Because Dr Favaloro revolutionized the natural history and quality-of-life of patients with ischemic heart disease, it is not surprising that Dr Mason Sones once said that 20th century cardiology can be divided into the pre-Favaloro and the post-Favaloro eras. Furthermore, according to Dr Favaloro’s book Surgical Treatment of Coronary Atherosclerosis, which was published in 1970, between 1962 and 1968, he made at least 25 first technical contributions in the field of cardiothoracic surgery that are of value today.

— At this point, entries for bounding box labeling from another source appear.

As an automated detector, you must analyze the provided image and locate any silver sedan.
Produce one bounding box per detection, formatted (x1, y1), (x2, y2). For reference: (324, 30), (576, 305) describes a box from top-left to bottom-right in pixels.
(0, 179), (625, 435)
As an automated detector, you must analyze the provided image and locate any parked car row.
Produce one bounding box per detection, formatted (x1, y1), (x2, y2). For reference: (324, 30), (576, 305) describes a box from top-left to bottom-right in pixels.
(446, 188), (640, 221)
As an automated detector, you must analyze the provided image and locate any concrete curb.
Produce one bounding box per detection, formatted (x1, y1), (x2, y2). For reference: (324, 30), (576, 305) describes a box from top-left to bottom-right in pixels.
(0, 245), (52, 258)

In the United States, Dr Favaloro made both economic and academic progress, but his love for Argentina was strong enough to draw him back in 1971. He developed the Favaloro Foundation, a center of his dreams for clinical activities, education, and research that was based on the Cleveland Clinic. Dr Favaloro personally financed the development of the basic research department of the Foundation. Indeed, it has been said that “the fact that a surgeon established and personally financed a basic research department in a country like Argentina is probably a unique event in world terms.” In the ensuing years, the Favaloro Foundation evolved into an institute for cardiology, cardiothoracic surgery, and organ transplantation that had a substantial educational influence all over Latin America; today, it is recognized and admired worldwide.
Drs Branco Mautner and Bernardo Boskis from the Favaloro Institute (to whom we are grateful for some of the above biographical information) once wrote: “One great unknown remains. His period as a country doctor lasted for 10 years and was followed by his unexpected move to Cleveland. This period also lasted for 10 years and also ended with an unexpected decision: to return to Argentina. After his first 10 years of work back in his own country, he developed an Institute which after 20 years—we add—is a reality of outstanding achievement and a source of pride. The question we now ask ourselves is: what is the new challenge that Favaloro will be presenting in years to come?”
The answer to this question is his legacy. Dr Favaloro will be remembered as a man with a love for his country, a passion for work and ethics, and a strong sense of social responsibility. And, overall, he will be remembered as a great innovator and pioneer in the field of cardiothoracic surgery.